私は一色さんの顔を見た。一色さんは少しだけ顔を左右に振った。


「あなたたちのことは特に聞いたことはありません。部室にいる時はもっぱらミステリ小説の話ばかりしていましたから」


私の言葉を聞いて川崎さんと大宮さんはほっとしたような顔をした。どっちが川崎さんで、どっちが大宮さんかわからないが。


「そう。・・・神田君は今日は来ていないみたいね。もし見かけたらミステリ研の部員が捜してたって伝えておくわ」


「よろしくお願いします」と頭を下げる。


そこへ男子学生が寄って来た。


「何だ、神田を捜してるのか?」


「はい、どこで何をしているか、ご存知ですか?」


「あいつ最近人気のハンバーガーやピザを食べ歩いていたみたいで、よく『金がない』とこぼしていたけどな」


川崎さんと大宮さんはそ知らぬ顔をしていた。


「そうですか。教えていただいてありがとうございます」私たちはその男子学生に頭を下げ、講義室を出て行った。


私は文学部の講義室に戻る途中で一色さんに囁いた。


「まさか、神田君はほんとに彼女らの手にかかって・・・?」


「さすがにそんなことはないと思うよ。おそらくあの男子学生が言っていたように金欠になって、バイトにでも明け暮れてるんじゃないかな?」


「それは彼女たちにおごったため?」


「おそらくね。人生で初めて女の子にもてて、舞い上がってお金を使い過ぎたんだと思うよ」けっこう辛辣に評する一色さん。
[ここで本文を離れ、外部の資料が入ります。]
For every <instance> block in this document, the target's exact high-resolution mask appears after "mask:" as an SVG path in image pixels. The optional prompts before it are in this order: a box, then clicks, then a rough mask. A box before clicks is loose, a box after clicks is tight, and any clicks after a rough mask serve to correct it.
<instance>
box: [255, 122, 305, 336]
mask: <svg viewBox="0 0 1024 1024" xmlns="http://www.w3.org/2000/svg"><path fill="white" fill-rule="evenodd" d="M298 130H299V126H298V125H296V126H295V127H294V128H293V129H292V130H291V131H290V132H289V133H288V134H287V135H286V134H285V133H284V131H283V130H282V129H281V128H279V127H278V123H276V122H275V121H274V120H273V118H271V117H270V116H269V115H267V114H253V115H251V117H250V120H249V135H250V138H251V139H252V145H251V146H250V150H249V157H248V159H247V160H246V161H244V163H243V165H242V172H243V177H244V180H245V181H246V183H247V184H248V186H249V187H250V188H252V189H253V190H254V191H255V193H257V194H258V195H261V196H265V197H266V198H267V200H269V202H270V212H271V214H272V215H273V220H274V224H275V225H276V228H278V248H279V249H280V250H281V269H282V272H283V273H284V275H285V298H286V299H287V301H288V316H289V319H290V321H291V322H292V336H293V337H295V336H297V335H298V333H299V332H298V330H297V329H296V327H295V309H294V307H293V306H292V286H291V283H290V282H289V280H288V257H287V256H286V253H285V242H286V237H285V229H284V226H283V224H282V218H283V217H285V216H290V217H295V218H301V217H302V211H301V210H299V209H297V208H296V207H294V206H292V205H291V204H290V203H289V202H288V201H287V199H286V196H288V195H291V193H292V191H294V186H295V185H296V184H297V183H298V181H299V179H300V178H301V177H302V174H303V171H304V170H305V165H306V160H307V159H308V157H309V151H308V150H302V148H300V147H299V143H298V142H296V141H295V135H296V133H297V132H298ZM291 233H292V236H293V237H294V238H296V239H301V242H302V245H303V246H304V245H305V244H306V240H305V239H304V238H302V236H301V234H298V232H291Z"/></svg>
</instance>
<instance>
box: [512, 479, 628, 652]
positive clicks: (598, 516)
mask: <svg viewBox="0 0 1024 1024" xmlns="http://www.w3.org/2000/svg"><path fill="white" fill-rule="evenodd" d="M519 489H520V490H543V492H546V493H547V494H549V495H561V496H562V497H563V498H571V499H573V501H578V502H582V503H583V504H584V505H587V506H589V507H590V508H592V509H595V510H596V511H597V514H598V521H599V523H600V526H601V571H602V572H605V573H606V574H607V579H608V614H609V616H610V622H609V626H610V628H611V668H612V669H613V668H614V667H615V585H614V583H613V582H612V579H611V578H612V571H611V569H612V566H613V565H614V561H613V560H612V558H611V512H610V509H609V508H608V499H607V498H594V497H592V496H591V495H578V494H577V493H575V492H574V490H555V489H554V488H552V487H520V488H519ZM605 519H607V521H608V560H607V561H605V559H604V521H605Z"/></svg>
「生活費はともかく、学費にまで手を出してなければいいけど・・・」


「忙しい上にあまり大学に来れないから、財布が消えた事件のことをほかの誰かに話す余裕はないだろうね。神田君自身が言いふらすつもりがなくても、ひょんなことで口に出す可能性がないとは言えないからね」


「そしてうやむやになる。・・・あの二人がそう企んで神田君を誘っていたのかしら?」


「そこまではわからないけど」と一色さんが言った。


さらに一週間近く経った連休前に、神田君が久しぶりに部室に顔を出した。やはりアルバイトをしまくっていて、大学にあまり来れなかったらしい。


「デートってお金がかかるね。もてるのも困ったもんだ」とぼやく神田君。知らんがな。